MT-CNN is a CNN for natural language processing (NLP) and information extraction from free-form texts. This model extracts information from cancer pathology reports.
Data scientists interested in classifying free form texts (such as pathology reports, clinical trials, abstracts, and so on).
Data scientists can train the provided untrained model on their own data, or use the trained model to classify the provided test samples. The provided scripts use pathology reports that has been downloaded from the Genomics Data Commons (GDC), converted to text format, cleaned, and preprocessed. Here is an example report.
Classification of unstructured text is a classical problem in natural language processing.

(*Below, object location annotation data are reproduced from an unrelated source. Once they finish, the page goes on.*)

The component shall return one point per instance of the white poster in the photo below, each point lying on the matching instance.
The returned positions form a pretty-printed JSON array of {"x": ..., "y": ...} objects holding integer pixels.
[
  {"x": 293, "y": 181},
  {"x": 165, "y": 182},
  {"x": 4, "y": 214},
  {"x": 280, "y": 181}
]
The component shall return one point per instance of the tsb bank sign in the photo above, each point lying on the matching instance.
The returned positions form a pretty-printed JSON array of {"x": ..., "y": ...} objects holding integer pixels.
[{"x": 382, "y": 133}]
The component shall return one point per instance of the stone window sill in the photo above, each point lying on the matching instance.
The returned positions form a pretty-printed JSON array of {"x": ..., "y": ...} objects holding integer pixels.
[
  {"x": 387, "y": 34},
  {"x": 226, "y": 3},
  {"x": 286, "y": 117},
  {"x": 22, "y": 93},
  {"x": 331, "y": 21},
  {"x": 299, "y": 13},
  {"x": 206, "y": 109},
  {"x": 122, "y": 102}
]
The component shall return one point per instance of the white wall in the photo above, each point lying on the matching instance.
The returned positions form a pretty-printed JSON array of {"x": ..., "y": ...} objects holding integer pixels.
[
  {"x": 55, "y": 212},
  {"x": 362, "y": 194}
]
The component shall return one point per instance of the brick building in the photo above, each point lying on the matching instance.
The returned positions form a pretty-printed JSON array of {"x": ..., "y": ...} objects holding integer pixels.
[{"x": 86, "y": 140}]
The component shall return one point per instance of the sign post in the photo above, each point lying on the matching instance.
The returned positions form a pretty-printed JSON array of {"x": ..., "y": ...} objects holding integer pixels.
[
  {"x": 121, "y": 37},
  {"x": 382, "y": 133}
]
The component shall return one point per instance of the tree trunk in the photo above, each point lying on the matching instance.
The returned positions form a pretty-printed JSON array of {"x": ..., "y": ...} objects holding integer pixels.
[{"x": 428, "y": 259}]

The community has developed state-of-the-art models like BERT, Bio-BERT, and Transformer. This model has the advantage of working on a relatively long report (that is, over 400 words) and shows robustness in terms of accuracy and speed with relatively small number of unstructured pathology reports.
The following components are in the Model and Data Clearinghouse (MoDaC):
- The ML Ready Pathology Reports dataset contains the original data used for training, validation, and testing.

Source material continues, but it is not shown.